Malt build wrong mapping file

ottocla · November 21, 2017, 4:51pm

Hi everyone,
I am new in the Megan community and I have started only recently to use Malt. I am building an index for the nr.gz database. I accidentally used a wrong path for my mapping file and I ended up having the analysis done but the table (the mapping file) was of course not included. I was wondering if there is a way to re-run the analysis by just feeding the correct table on top of the files already created in the first run, without actually restart the pretty long process from scratch. Is there any command that can do that or should I run the malt-build from scratch with the correct mapping file?

Many thanks in advance for your assistance.
best
Claudio

Daniel · November 23, 2017, 4:17pm

Dear Claudio,

first, if you are using the protein nr.gz database, then please use DIAMOND rather than MALT, as it is faster and uses much less memory.

What type of output did you create with MALT? The mapping files are only required if you generate RMA format straight out of MALT. If you didn’t do that, then you are file, because the mapping files are not required until you import the alignment files into MEGAN.
If you do have RMA files, then the work around would be to load each RMA file into MEGAN and then use the File->Export->Matches menu item to write all alignments to a file, and then to reimport that alignment file into MEGAN, specifying the mapping files then.

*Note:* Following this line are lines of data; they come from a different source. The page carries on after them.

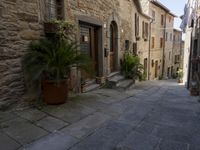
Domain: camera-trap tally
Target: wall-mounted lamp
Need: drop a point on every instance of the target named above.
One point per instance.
(104, 25)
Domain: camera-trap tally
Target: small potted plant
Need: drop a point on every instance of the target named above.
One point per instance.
(137, 38)
(194, 89)
(49, 61)
(180, 75)
(195, 60)
(131, 67)
(56, 26)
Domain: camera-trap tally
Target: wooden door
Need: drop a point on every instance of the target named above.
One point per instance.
(113, 46)
(156, 69)
(145, 67)
(89, 45)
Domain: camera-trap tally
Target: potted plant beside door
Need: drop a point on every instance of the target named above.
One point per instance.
(49, 61)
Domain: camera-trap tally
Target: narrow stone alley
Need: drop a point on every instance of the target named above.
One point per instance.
(155, 115)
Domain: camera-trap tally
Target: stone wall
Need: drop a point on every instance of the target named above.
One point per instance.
(177, 49)
(21, 21)
(19, 24)
(106, 11)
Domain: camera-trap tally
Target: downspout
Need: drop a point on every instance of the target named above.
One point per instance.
(164, 35)
(190, 58)
(149, 52)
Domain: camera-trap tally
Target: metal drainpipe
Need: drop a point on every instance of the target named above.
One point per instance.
(149, 52)
(164, 34)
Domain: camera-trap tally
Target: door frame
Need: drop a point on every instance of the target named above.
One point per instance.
(81, 19)
(156, 69)
(114, 17)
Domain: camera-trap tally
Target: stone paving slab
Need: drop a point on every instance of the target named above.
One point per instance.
(87, 125)
(172, 145)
(55, 141)
(51, 124)
(157, 115)
(6, 116)
(23, 131)
(106, 138)
(6, 143)
(138, 141)
(31, 114)
(69, 112)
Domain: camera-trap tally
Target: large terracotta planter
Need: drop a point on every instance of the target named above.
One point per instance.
(55, 94)
(50, 27)
(194, 92)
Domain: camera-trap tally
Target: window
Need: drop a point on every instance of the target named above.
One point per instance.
(153, 42)
(127, 45)
(145, 30)
(135, 48)
(54, 10)
(153, 15)
(171, 36)
(137, 21)
(170, 18)
(177, 59)
(166, 37)
(161, 42)
(162, 20)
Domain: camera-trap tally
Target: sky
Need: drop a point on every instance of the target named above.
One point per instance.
(176, 7)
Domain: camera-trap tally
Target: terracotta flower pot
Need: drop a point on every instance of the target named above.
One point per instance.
(55, 94)
(194, 92)
(194, 60)
(50, 27)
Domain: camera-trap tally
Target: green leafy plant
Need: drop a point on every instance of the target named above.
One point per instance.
(131, 67)
(52, 60)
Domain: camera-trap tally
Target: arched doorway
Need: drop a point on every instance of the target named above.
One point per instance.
(113, 46)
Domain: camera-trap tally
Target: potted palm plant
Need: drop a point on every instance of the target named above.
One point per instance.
(131, 67)
(49, 61)
(180, 75)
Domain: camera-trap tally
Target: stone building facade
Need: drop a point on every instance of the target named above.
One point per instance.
(19, 24)
(177, 53)
(106, 29)
(161, 41)
(191, 27)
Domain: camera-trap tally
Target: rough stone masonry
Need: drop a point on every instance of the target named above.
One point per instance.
(19, 24)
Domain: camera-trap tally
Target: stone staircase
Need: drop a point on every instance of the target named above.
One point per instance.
(117, 81)
(90, 86)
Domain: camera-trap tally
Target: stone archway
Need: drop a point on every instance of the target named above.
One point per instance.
(113, 43)
(113, 46)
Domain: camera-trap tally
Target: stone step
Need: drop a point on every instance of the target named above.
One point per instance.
(125, 84)
(116, 78)
(91, 87)
(113, 74)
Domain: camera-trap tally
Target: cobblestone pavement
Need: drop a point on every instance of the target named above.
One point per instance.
(156, 115)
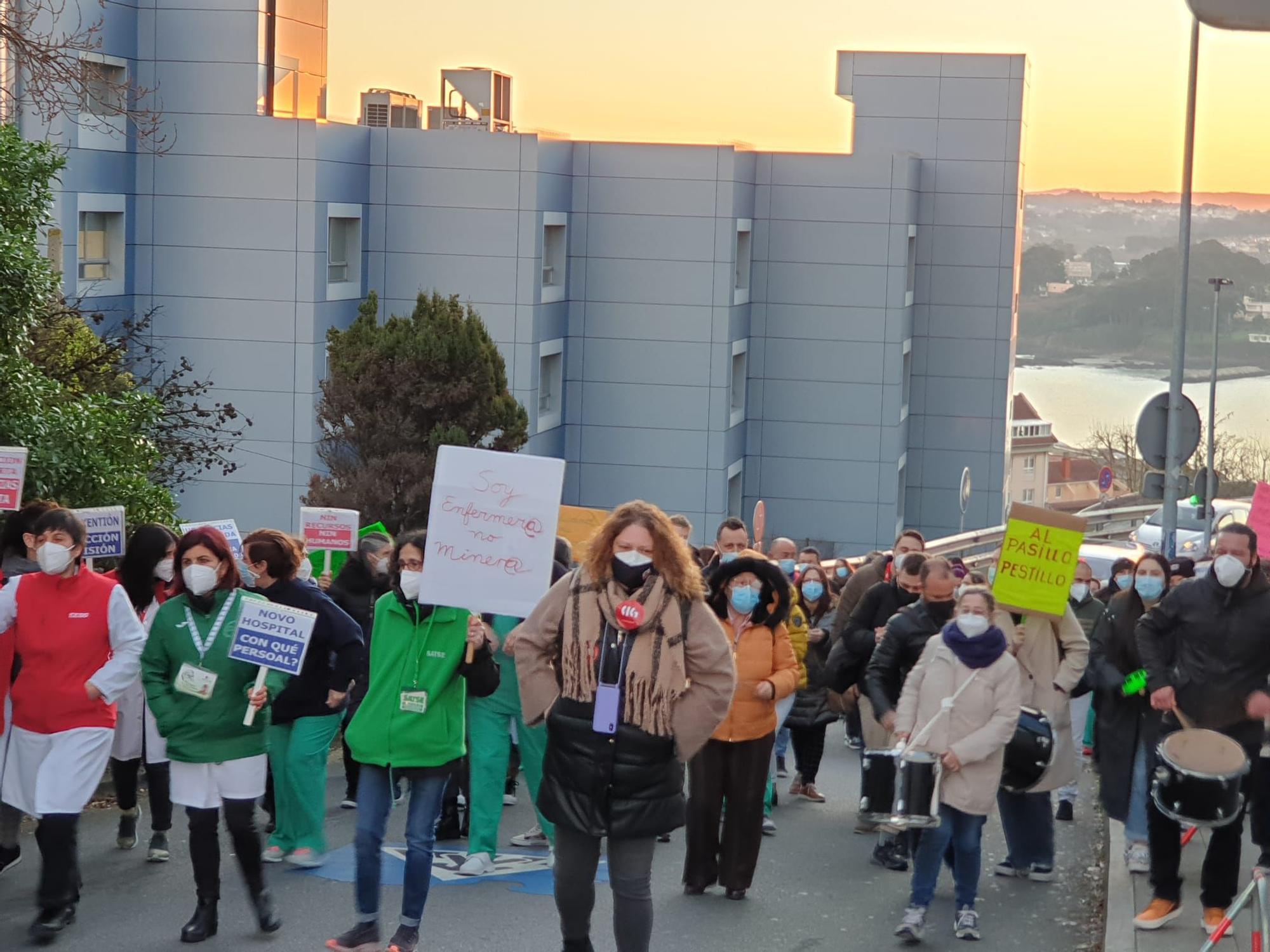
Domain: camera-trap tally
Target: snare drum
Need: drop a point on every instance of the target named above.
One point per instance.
(1198, 777)
(919, 803)
(878, 785)
(1029, 753)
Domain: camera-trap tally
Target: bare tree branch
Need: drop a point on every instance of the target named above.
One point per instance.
(53, 67)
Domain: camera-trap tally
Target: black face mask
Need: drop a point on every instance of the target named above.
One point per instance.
(628, 576)
(940, 611)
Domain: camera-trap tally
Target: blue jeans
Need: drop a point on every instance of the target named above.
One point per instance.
(1136, 823)
(965, 832)
(1028, 821)
(374, 804)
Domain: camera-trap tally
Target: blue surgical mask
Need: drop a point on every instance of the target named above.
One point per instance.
(745, 600)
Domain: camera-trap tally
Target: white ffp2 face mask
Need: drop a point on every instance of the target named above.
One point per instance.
(54, 559)
(411, 583)
(200, 579)
(972, 625)
(1230, 572)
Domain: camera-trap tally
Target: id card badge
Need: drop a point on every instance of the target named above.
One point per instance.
(415, 701)
(605, 720)
(195, 681)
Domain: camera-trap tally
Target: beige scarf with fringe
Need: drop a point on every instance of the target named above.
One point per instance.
(656, 675)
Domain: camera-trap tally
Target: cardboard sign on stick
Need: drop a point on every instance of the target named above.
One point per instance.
(13, 474)
(330, 529)
(492, 530)
(1038, 560)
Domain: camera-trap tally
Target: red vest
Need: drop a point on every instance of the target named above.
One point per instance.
(63, 638)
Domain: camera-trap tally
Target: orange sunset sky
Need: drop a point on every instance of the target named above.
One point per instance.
(1107, 76)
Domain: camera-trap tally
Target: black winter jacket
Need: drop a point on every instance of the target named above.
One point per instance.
(336, 656)
(1212, 645)
(356, 590)
(852, 654)
(897, 654)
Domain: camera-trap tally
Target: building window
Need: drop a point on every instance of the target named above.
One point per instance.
(911, 267)
(95, 247)
(101, 246)
(293, 59)
(906, 383)
(739, 380)
(104, 107)
(551, 384)
(556, 256)
(736, 488)
(745, 257)
(344, 252)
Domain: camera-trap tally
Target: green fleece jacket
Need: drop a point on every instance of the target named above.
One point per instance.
(415, 654)
(204, 732)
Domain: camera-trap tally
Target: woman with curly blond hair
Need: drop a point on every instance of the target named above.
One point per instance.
(633, 673)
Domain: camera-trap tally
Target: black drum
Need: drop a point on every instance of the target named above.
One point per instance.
(919, 805)
(878, 785)
(1198, 777)
(1029, 753)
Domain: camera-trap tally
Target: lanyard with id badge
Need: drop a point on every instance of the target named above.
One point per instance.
(195, 680)
(609, 695)
(417, 701)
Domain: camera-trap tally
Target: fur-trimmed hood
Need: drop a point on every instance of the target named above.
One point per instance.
(774, 600)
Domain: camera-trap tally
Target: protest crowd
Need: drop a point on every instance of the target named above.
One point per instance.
(645, 687)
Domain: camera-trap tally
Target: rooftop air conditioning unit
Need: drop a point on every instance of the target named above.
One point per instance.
(473, 98)
(387, 109)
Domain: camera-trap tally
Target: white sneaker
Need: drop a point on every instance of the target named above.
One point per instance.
(477, 865)
(533, 837)
(1137, 857)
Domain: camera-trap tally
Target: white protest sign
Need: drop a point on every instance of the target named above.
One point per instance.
(105, 531)
(13, 474)
(274, 638)
(228, 527)
(492, 529)
(330, 529)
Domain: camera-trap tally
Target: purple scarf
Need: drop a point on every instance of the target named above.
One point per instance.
(975, 653)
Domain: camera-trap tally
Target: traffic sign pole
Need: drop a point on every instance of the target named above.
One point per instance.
(1173, 464)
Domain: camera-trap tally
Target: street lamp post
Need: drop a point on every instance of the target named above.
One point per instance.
(1210, 510)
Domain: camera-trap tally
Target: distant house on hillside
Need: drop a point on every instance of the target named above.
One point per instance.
(1073, 483)
(1031, 442)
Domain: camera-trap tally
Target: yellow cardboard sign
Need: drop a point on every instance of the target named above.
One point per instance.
(578, 525)
(1038, 560)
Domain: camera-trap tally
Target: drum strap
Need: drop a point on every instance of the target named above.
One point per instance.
(920, 738)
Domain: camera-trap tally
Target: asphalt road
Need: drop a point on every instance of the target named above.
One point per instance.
(816, 890)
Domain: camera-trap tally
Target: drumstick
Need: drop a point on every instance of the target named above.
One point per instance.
(1183, 719)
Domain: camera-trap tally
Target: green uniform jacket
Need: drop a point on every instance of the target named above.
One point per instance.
(204, 732)
(410, 654)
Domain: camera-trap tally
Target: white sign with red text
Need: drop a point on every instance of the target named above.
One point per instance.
(492, 530)
(330, 529)
(13, 474)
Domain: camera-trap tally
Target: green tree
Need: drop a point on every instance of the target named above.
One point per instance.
(1041, 266)
(396, 394)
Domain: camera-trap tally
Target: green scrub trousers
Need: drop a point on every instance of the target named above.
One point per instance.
(298, 757)
(490, 748)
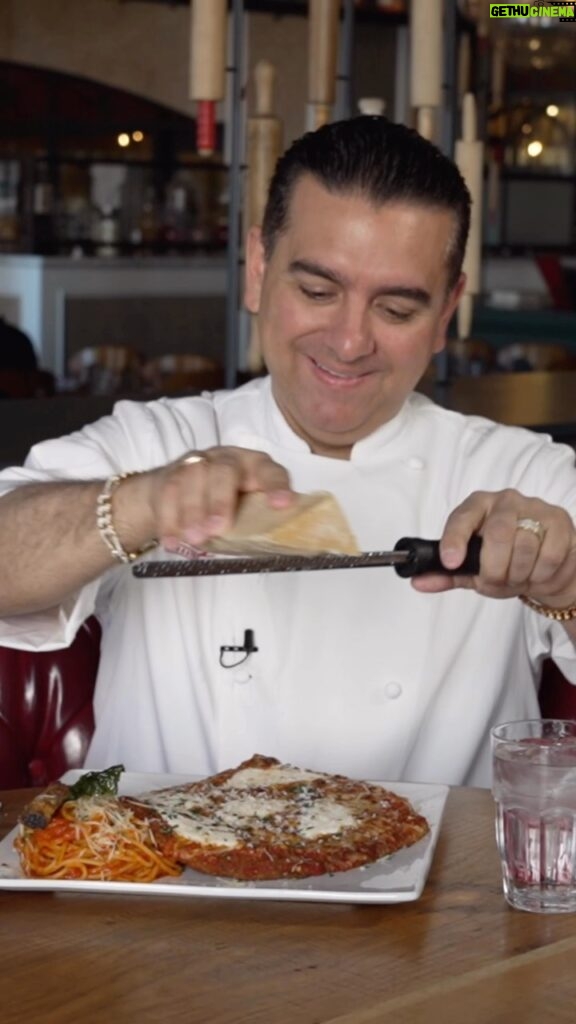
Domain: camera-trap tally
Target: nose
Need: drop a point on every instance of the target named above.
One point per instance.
(352, 336)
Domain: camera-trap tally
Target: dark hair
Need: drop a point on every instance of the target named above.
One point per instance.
(381, 161)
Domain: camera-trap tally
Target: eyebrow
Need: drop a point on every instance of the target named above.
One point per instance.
(418, 295)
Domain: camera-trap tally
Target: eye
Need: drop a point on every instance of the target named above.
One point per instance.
(316, 294)
(395, 314)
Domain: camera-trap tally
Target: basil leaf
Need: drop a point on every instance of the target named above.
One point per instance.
(97, 783)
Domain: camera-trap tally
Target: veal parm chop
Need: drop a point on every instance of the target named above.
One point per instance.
(260, 820)
(264, 819)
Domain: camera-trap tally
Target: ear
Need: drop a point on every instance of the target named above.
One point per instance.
(254, 272)
(448, 311)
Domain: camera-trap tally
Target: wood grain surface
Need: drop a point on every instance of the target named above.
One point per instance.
(458, 954)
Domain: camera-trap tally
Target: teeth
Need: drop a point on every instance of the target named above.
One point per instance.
(333, 373)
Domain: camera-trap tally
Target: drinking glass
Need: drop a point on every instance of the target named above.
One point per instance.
(534, 785)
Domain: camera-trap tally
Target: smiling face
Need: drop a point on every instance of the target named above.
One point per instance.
(352, 304)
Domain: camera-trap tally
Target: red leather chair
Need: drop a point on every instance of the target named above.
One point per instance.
(558, 696)
(46, 717)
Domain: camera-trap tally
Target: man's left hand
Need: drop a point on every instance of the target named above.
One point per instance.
(528, 547)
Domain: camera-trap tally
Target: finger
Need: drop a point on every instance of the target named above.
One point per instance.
(434, 584)
(259, 472)
(462, 522)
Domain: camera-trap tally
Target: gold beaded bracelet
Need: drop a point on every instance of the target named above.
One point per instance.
(559, 614)
(106, 525)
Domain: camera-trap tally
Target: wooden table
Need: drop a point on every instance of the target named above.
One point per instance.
(541, 400)
(458, 955)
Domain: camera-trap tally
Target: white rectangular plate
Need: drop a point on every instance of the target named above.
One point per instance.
(397, 879)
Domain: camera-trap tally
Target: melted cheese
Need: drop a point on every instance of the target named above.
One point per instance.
(251, 778)
(205, 818)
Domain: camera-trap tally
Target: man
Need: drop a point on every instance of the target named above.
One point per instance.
(355, 276)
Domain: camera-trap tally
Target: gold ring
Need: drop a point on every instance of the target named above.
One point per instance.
(532, 525)
(193, 459)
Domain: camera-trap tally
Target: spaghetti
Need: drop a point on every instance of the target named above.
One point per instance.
(97, 838)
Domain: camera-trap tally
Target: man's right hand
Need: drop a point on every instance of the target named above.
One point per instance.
(192, 501)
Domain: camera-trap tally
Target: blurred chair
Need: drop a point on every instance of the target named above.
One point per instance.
(46, 717)
(467, 357)
(182, 372)
(106, 369)
(26, 384)
(528, 355)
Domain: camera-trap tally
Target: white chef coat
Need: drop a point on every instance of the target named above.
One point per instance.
(355, 671)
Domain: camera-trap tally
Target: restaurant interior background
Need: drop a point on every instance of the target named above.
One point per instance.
(115, 232)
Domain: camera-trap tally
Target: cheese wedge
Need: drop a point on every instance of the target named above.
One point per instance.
(314, 524)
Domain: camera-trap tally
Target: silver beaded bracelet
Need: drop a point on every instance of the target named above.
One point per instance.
(106, 525)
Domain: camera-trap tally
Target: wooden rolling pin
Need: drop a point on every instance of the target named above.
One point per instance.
(207, 68)
(425, 62)
(264, 146)
(323, 52)
(469, 158)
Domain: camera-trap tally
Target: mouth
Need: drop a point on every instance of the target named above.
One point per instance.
(337, 378)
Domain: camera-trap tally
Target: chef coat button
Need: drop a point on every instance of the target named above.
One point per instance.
(393, 690)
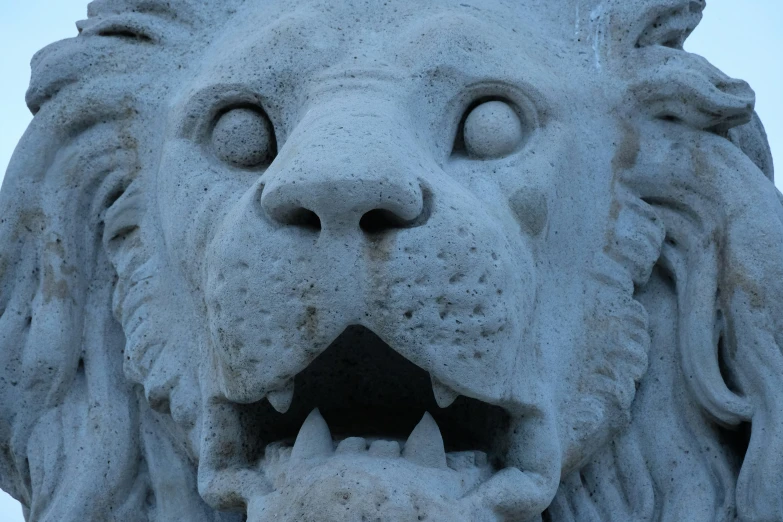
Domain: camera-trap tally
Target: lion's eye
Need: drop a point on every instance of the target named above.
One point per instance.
(493, 129)
(244, 137)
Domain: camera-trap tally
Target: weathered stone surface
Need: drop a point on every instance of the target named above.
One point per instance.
(476, 261)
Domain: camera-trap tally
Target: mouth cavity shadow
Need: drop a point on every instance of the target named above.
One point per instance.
(364, 388)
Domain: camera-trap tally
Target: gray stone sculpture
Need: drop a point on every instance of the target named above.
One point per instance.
(486, 260)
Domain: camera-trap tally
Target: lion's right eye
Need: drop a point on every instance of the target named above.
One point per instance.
(244, 137)
(492, 129)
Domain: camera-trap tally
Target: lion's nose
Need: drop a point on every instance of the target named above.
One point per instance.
(372, 203)
(329, 178)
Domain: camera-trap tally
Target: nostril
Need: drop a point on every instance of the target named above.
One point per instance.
(380, 220)
(305, 218)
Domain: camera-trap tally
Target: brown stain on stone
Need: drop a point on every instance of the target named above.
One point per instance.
(627, 152)
(52, 287)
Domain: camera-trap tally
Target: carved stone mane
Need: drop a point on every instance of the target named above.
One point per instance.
(490, 260)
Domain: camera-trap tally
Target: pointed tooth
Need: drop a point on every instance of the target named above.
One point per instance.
(281, 399)
(314, 439)
(425, 445)
(444, 395)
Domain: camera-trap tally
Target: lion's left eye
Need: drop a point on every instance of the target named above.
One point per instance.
(492, 129)
(244, 137)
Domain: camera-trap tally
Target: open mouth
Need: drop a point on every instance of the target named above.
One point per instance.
(372, 397)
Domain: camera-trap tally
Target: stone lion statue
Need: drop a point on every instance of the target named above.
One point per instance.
(476, 261)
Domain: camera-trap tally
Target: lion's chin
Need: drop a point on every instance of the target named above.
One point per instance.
(364, 416)
(353, 483)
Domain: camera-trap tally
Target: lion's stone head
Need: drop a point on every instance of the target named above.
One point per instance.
(472, 261)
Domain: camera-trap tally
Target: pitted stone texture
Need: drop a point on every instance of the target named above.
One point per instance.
(486, 261)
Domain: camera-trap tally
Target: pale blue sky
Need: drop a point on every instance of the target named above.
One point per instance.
(744, 38)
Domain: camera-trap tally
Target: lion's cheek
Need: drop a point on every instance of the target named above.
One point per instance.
(270, 310)
(456, 302)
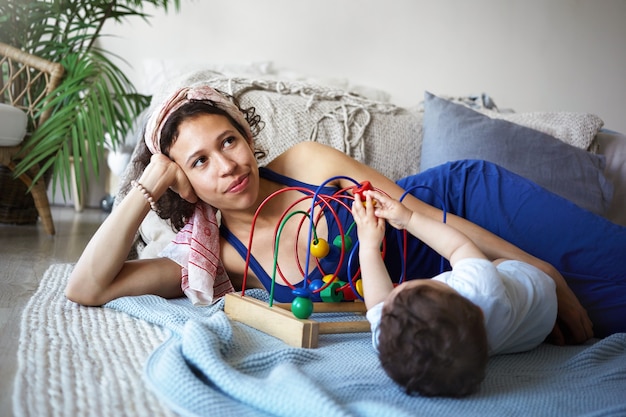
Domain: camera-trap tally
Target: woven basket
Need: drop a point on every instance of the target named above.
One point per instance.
(16, 204)
(25, 82)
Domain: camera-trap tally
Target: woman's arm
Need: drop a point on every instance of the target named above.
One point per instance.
(102, 272)
(443, 239)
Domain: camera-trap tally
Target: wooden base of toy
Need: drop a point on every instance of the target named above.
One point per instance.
(279, 321)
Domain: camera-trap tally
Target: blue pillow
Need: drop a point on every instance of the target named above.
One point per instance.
(454, 132)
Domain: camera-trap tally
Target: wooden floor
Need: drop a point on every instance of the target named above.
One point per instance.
(26, 252)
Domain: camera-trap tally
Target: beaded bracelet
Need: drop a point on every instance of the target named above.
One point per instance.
(145, 193)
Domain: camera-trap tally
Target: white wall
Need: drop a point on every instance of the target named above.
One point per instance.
(529, 55)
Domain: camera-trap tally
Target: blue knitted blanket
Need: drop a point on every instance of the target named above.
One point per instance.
(211, 366)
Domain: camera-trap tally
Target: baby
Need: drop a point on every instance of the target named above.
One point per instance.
(434, 336)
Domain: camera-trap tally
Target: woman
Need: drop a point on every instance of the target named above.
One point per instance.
(202, 150)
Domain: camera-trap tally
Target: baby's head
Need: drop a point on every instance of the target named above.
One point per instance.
(432, 341)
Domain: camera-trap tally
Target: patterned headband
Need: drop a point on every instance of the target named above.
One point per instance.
(183, 96)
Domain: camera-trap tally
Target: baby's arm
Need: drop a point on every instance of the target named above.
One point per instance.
(374, 276)
(445, 240)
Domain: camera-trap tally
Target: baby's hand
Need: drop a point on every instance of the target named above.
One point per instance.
(396, 213)
(370, 229)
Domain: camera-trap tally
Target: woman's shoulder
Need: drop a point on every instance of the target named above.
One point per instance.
(309, 161)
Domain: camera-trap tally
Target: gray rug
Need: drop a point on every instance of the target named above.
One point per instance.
(82, 361)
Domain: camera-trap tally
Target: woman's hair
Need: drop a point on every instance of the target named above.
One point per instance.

ottocla · November 23, 2017, 5:29pm

Hi Daniel,

I still haven’t started the actual Malt-run (in BlastX mode), but the idea is indeed to generate straight RMA files to analyse with Megan, in that case I’ll use the work around you suggested. However, I ran yesterday Diamond on a reduced dataset of my reads (vs nr.gz) and it is indeed strikingly faster (from makedb to blastx and daa2rma) and runs smoothly on lower-mem nodes of our cluster. I decided in the first place to use Malt because I have ancient samples and I see that lately it has been used in some aDNA metagenomics projects, either with nr.gz or nt.gz.

I think I’ll end up running first Diamond with nr.gz on all the samples that I have. Just quick questions: is Malt adding a lot more in terms of sensitivity compared with Diamond? Would it be worth maybe to run Malt (again with nr.gz) only on some selected samples after Diamond? (or maybe Malt is more worthwhile with nt.gz, but in that case I’ll have memory limit issues I guess…)

thanks a lot for your help!
Claudio

Daniel · November 23, 2017, 7:00pm

MALT was released before DIAMOND, and it’s BLASTX mode was used in some studies focusing on ancient DNA. MALT is still used for ancient DNA work, but usually only in BLASTN mode.
For BLASTX alignment, DIAMOND works better than MALT, and there is no loss of sensitivity.